There are several resurrections in the Bible. We Christians tend to focus on the Resurrection of Jesus and the promise of our future resurrection.
In the Old Testament the prophet Elijah stayed with a widow in the town of Zarephath in Sidon. The widow was not an Israelite, but a Gentile. In time the son of the widow became ill and died. Elijah cried to the Lord and the boy’s life returned to him. (I Kings 17:17-24)
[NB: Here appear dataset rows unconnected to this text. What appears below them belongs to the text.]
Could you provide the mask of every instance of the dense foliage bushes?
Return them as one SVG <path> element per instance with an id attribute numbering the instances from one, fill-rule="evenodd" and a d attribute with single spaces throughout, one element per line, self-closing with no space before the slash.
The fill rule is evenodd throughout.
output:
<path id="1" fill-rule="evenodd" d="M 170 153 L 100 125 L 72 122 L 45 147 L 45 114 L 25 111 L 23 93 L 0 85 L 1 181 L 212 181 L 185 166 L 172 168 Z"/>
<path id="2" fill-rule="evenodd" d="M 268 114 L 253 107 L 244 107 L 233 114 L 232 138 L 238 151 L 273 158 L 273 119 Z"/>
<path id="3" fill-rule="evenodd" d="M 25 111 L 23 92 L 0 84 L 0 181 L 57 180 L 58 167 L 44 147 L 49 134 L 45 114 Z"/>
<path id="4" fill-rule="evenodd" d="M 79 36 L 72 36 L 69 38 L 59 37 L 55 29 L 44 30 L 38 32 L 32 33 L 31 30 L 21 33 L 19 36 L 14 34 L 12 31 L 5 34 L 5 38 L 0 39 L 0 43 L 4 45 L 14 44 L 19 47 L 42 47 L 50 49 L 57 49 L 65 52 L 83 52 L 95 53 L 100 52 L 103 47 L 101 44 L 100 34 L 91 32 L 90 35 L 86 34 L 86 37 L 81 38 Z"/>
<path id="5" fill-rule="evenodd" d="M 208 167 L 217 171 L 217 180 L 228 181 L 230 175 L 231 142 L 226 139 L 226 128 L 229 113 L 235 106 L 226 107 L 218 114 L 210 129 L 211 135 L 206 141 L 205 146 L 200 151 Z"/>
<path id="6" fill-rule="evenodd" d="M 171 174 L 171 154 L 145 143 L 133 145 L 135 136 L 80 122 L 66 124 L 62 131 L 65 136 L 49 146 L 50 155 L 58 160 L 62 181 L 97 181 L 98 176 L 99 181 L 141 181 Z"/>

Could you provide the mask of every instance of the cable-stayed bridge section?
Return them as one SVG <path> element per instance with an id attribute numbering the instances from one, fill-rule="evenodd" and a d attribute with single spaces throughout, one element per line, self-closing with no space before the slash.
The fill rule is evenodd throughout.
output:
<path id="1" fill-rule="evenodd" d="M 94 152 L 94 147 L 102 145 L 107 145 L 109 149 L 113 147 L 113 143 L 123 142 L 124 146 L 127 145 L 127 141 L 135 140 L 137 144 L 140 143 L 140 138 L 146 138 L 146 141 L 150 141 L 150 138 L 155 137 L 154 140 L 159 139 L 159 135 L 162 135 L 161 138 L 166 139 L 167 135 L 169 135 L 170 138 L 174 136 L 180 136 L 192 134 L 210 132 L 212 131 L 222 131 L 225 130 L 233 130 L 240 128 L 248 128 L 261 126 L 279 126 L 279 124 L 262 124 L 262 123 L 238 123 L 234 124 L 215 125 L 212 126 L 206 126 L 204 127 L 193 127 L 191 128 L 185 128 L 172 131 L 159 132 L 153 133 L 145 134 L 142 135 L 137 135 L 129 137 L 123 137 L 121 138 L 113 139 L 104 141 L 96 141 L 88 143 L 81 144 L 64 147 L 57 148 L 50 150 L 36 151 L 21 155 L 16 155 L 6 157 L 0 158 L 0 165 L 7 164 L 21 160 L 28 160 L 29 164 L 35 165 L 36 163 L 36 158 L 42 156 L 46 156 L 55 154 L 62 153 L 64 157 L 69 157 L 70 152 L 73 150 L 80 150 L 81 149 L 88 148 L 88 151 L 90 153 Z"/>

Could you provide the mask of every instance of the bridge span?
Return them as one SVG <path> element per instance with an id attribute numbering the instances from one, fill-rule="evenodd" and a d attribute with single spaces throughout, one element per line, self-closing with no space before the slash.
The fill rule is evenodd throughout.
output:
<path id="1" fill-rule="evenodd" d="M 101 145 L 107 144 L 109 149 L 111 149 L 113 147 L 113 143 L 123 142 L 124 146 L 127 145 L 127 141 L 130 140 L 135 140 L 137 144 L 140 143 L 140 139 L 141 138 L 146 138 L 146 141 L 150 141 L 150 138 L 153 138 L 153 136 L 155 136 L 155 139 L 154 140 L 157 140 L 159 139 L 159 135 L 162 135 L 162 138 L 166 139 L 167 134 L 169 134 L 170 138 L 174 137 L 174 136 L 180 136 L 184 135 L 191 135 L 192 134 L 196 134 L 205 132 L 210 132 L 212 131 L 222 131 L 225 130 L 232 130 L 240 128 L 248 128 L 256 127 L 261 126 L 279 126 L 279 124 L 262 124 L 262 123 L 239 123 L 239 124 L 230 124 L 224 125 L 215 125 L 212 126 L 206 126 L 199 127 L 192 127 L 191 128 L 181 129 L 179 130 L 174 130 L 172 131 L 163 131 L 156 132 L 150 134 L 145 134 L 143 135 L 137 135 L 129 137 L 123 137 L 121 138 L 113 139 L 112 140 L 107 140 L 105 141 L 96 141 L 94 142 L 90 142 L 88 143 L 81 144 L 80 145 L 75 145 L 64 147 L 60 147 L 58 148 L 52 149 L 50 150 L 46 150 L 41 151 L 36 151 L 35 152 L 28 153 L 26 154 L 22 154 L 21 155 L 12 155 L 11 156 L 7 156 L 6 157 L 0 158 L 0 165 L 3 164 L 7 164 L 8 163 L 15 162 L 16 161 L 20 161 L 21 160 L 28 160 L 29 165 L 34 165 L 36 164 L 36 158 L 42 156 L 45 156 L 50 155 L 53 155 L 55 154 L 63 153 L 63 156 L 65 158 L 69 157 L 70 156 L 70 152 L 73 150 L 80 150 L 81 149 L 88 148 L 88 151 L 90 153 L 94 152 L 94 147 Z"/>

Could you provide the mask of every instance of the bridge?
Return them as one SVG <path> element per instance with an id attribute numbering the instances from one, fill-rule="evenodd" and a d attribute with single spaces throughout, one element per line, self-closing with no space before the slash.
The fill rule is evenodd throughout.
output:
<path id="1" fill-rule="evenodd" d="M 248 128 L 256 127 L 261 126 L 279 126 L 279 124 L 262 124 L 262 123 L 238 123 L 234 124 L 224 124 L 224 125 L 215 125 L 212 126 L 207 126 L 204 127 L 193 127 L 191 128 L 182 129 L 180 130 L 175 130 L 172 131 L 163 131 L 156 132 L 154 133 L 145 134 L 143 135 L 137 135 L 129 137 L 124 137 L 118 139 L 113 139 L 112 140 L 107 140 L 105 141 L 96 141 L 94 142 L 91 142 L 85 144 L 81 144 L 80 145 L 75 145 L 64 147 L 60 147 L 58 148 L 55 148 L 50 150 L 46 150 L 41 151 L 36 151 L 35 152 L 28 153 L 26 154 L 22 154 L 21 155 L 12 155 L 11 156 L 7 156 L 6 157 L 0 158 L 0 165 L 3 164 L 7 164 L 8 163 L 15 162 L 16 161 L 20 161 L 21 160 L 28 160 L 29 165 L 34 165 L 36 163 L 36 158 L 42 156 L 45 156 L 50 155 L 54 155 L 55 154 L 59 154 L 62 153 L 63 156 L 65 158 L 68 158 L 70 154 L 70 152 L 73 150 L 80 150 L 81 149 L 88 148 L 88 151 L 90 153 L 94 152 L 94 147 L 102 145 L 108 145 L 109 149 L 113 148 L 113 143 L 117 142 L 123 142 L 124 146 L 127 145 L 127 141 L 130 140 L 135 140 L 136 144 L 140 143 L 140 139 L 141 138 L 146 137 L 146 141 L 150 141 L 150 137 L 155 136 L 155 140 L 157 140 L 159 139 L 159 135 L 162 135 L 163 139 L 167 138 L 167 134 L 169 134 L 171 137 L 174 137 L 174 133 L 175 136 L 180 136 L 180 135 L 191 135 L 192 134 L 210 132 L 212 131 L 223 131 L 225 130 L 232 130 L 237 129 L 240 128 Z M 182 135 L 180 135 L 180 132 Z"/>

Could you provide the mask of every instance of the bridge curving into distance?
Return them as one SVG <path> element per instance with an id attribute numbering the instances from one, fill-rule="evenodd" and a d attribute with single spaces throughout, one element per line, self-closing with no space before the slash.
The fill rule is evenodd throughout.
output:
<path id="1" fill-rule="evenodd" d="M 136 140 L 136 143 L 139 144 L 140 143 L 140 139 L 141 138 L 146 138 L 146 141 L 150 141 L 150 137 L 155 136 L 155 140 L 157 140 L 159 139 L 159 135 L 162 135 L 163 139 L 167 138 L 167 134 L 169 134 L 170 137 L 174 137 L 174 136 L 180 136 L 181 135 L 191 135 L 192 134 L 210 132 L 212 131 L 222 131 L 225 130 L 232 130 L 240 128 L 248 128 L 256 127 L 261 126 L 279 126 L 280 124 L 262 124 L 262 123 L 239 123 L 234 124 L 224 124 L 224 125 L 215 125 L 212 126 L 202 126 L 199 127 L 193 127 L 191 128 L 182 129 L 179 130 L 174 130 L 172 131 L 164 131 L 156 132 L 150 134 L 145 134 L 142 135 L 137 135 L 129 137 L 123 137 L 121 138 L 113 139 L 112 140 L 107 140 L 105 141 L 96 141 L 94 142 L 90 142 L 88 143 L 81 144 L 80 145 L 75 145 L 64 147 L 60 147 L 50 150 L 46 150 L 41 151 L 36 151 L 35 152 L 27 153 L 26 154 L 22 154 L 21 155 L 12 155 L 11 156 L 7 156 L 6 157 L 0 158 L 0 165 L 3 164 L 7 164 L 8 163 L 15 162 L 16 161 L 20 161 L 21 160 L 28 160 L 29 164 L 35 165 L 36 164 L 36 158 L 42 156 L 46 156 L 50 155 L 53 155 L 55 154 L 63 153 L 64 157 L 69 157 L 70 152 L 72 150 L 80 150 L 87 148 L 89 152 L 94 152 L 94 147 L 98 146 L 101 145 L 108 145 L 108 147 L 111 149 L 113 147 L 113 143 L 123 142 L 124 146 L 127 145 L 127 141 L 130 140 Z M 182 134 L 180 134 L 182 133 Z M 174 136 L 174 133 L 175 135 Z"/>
Later Elisha, the successor of Elijah, brought life back to the dead son of a Shunnamite woman. (II Kings 4:18-37) At the beginning of his ministry Elisha asked for, and received, a double portion of the spirit of Elijah. Elijah, you will recall, did not die but was taken to Heaven in “chariots of fire.” However, Elisha did die but he was so filled with the Spirit of God that when the body of a dead man was thrown into Elisha’s tomb and touched his bones, the dead man came back to life! (II Kings 13:21)
We know that the Jews (except for the Sadducees) were looking forward to a Resurrection Day. Jesus told Martha that her brother, Lazarus, would rise again. Her response was that she expected this “at the resurrection at the last day.” (John 11:24) This was on the occasion of the raising (or resurrection) of Martha’s brother, Lazarus. It is said that Jesus called Lazarus by name and told him to “come forth” because if He had simply said “come forth”, all the dead would have followed the instruction of Jesus, God in the form of man, and would have risen from their graves.
This Jewish belief in the resurrection must be based in part on Ezekiel 37, known as the prophecy of the Dry Bones. In this prophecy the Lord shows Ezekiel a valley of scattered skeletons. In the vision the bones come together, are covered with muscle, sinew and skin; and they came to life. This is usually thought to be a prophecy of the restoration of National Israel. But it is more! If you continue reading in Ezekiel 37 the Lord plainly states, “I am going to open your graves and bring you up from them” (verse 12). For emphasis the Lord repeats this statement in verse 13.
This is not just a prophecy of the restoration of the Nation of Israel, but is a plain statement of the Lord’s intent to resurrect the people of Israel. Even Job knew of this plan. The Book of Job is considered to be the oldest book in the Bible, written even before the five books of Moses. In chapter 19:25 Job declares,
"I know that my Redeemer lives, and that in the end he will stand upon the earth, and after my skin has been destroyed, yet in my flesh I will see God; I myself will see him with my own eyes—I, and not another. How my heart yearns within me!”
What a statement! And it was made 3500 years ago.
We look forward to the promised end-time resurrection, but there was another resurrection of souls two-thousand years ago. Matthew 27:52 and 53 describes graves being opened and the bodies of “holy people” being raised to life. This passage implies that they were raised at the time of the death of Jesus, and states that they waited until His Resurrection before entering Jerusalem and “appearing to many people.” By the placement of this passage it is inferred that this occurred upon the death of Jesus. It is also possible that they were resurrected at the same time as Jesus and then entered Jerusalem.
These were Jews. Who knows how long they had been dead? They were not part of the Christian covenant. They had not received the direct promise of Jesus; “I am going to my Father’s house to prepare a place for you; and I will come back and take you to be with me.” (John 14:2-3) But scripture tells us of their resurrection.
Most of the people resurrected in the Bible were restored to their lives. The son of the widow of Zarephath, Lazarus, the daughter of Jairus were all restored and they later died. But what happened to the “holy people” after they were resurrected? Did they die again? I doubt it very much. Hebrews 9:27 says, “it is appointed for man once to die.” The “holy people” that were resurrected with Jesus must have been taken up to be with the Lord. After all, the Lord makes the rules, and He can amend them if He wishes.
In the twentieth chapter of the Revelation, at the end of the Great Tribulation, we are told of the resurrection of those who were beheaded because of their testimony for Jesus. This is described as the “First Resurrection.” We are told that the remainder of the dead will not be resurrected until the end of the Millennium. (Revelation 20:4-5)
How many resurrections are there? When will the resurrection occur for which the Jews were looking toward? No matter how many Resurrections, or the timing of the one promised to the Church, I look forward to it. To that end I will praise His name always.
P.S. - I mentioned that the Sadducees were not looking forward to a Resurrection. The Sadducees were the religious leaders at the time of Jesus. The High Priest was usually a Sadducee. They had lots of credentials, but did not know the Word. Just as they missed the Coming of the Messiah, they also did not believe in any resurrection. (Acts 23:8) An old trick to remembering which of the Jewish sects did not believe in the resurrection is to remember that the Sadducees did not have the hope held by the other Jews (like Martha). So, they were . . . sad, you see.